# Наше творчество > Авторские песни и совместные проекты >  Привет от Доктора Базина

## BAZIN

*Работы*  можно послушать вот http://musicdepo.ru/profile.php * Архив коллекции Русский рок* (плюсы и минусы) http://www.realmusic.ru/ennas/   (листаем страницы вверху справо)

----------


## Лев

*BAZIN*,
 Привет-привет! Кто-то обещал "А на воле" озвучить или обещанного три года ждать?:rolleyes:

----------


## BAZIN

*Лев* Зачем три года ..песня отдана ЕВГЕН (у) есть такой шансонье ,после праздников запишу его .И еще немного сделал переделку и записал на вашу муз. одну вещь.
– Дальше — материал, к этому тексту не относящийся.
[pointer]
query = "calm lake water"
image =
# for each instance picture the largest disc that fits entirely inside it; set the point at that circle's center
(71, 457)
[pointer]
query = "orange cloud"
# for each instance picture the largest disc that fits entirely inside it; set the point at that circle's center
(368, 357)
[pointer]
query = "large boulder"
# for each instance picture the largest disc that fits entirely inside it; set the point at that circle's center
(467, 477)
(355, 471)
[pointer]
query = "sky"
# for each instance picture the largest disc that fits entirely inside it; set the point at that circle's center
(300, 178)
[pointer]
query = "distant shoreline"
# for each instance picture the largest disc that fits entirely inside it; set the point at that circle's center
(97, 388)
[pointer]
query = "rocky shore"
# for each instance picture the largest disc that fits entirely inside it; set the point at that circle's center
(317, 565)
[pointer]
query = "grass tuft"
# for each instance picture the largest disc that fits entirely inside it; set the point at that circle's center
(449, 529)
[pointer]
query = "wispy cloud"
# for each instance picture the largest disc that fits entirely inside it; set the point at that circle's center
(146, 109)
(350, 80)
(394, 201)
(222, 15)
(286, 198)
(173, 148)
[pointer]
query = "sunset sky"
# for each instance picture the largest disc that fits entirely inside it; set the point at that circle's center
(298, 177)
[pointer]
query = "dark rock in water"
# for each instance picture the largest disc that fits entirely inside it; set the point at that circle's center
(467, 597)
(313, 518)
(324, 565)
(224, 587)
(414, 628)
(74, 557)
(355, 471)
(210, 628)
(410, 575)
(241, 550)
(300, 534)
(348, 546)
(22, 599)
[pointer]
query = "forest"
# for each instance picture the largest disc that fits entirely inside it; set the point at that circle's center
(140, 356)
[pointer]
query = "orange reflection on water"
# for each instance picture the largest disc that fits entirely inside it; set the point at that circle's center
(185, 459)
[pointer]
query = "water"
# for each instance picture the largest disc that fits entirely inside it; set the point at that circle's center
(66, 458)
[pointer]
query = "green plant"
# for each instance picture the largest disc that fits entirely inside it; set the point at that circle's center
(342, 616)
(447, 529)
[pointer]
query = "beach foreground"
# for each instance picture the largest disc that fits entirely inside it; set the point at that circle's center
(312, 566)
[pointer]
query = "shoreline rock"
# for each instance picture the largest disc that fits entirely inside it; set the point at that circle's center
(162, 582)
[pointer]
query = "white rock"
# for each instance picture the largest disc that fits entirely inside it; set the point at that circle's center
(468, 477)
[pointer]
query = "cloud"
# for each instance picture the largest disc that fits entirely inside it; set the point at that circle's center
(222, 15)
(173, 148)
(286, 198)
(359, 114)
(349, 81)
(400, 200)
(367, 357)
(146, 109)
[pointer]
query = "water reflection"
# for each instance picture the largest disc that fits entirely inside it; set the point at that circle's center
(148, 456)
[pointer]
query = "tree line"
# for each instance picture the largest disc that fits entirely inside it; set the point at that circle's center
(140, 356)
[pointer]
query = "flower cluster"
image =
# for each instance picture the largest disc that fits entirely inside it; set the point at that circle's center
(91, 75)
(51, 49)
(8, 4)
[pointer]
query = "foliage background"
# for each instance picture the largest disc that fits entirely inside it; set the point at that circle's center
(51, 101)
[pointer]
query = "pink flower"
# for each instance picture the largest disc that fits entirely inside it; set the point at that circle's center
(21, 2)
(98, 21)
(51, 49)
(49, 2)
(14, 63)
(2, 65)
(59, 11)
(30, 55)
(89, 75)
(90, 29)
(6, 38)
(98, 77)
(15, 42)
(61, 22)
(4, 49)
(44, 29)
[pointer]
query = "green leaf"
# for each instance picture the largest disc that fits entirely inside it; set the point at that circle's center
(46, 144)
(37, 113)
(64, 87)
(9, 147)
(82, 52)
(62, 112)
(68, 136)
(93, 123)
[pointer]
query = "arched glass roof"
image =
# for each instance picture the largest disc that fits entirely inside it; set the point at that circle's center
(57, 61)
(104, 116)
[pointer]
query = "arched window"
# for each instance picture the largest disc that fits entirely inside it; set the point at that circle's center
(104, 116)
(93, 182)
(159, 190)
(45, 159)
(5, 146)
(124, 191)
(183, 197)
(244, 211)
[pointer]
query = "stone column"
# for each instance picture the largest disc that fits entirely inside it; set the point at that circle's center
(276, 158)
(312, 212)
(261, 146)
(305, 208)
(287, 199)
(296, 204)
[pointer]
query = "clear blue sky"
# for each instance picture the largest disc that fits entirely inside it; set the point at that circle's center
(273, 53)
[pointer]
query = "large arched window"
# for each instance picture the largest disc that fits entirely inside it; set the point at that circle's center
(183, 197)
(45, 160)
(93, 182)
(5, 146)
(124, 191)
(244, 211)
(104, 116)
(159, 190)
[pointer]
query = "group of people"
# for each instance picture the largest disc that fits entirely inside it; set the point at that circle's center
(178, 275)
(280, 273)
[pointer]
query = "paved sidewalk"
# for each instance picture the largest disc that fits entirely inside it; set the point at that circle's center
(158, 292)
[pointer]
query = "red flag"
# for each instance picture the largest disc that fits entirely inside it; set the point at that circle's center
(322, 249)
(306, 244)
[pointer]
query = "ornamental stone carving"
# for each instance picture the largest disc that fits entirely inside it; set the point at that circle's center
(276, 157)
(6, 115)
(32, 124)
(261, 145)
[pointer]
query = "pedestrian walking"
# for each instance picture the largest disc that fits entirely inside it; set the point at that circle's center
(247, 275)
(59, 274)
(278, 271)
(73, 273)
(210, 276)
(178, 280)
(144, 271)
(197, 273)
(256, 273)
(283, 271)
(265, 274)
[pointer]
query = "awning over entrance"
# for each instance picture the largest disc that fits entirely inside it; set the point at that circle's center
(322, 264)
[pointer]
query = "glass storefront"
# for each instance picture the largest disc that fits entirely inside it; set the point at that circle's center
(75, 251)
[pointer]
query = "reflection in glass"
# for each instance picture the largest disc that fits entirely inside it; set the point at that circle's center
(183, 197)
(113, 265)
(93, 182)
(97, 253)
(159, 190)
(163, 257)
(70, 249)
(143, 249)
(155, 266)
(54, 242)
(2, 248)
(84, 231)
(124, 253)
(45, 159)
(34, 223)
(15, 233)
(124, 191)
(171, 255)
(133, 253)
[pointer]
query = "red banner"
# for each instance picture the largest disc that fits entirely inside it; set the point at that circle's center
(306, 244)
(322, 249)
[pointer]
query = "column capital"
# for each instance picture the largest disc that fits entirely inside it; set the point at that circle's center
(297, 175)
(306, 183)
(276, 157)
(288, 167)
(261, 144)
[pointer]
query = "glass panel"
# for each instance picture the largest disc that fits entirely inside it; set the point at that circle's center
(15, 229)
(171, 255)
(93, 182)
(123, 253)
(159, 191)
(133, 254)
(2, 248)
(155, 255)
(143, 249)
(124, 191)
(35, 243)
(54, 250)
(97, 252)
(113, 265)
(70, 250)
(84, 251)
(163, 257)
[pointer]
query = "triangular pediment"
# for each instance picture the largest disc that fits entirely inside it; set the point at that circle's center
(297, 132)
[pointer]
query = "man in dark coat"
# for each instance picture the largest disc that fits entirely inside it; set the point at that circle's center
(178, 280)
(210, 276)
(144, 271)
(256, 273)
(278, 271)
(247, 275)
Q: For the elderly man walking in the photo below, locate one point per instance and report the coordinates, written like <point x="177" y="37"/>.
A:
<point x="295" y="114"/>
Сбросте адрес вышлю.

----------


## BAZIN

*Лев*   Отправил песню на ваш адрес УШЛА.

----------


## aigul

*BAZIN*,а то что я высылала как?

----------


## BAZIN

*aigul*   Вы пишите пожалуйста ВАШИ ИМЕНА и названия песен,а то я по НИКАМ и не пойму кто это ...

----------


## BAZIN

*aigul*   Как я понял по месту жительства ..это [B]Елена Радькова [ В теме НОВЫЕ ИМЕНА,значит ваши песни уже поют.

----------


## BAZIN

*Доктор Базин* http://musicdepo.ru/users/BAZIN1970   Вот эта ссылка точнее.

----------


## aigul

*BAZIN*, спасибо!  :Aga: А ваши ребята пели?

----------


## BAZIN

*aigul*  Да вашу песню *Я хочу быть с тобой* поют,после праздников запишу и отправлю вам.

----------


## aigul

*BAZIN*, ой жду с нетерпением!!!!! :Aga:

----------


## BAZIN

Елена р" <ratharani@mail.ru   Елена ,*песню записал*..это ваш адрес правильно..

----------


## aigul

*BAZIN*,Сергей!  да мой! Так , что ждать на мыло!? :biggrin:

----------


## BAZIN

*aigul*  Да отправил,записал в живую без сведения.Отпишитесь..как что..

----------


## BAZIN

Да сообщение прочитал,но оно пропало...выставлю на своей странице с указанием авторов и напишу ссылку ОК

----------


## aigul

*BAZIN*, Сергей, я хотела откорректировать и удалила нечаянно!
Выставляйте конечно!Пусть все послушают! 

муз. Лев Шафир
сл. Елена Радькова
исп. Екатерина Ногина

Вокалистке респект. Прекрасно справилась!!!!!Ваши ребята молодцы!

----------


## BAZIN

*Вам спасибо* . муз. Лев Шафир
сл. Елена Радькова
исп. Екатерина Ногина  *Я хочу быть с тобой* 
http://musicdepo.ru/users/BAZIN1970

----------


## aigul

*BAZIN*, оооо! Ну ждем комментов!  :Aga:

----------


## Лев

*BAZIN*,
 Молодец Катерина! :Ok:  Сергей, исправь букву "е" на "и" в моей фамилии:smile:

----------


## BAZIN

*Лев*   Ок ИСПРАВИЛ.

----------


## BAZIN

По статистике *за сутки 15 прослушиваний* песни.

----------


## aigul

*BAZIN*,ОГО! Класс! Сереж со свят вечером тебя и с наступающим Рождеством!

----------


## BAZIN

*aigul *   Спасибо Всех С праздником

----------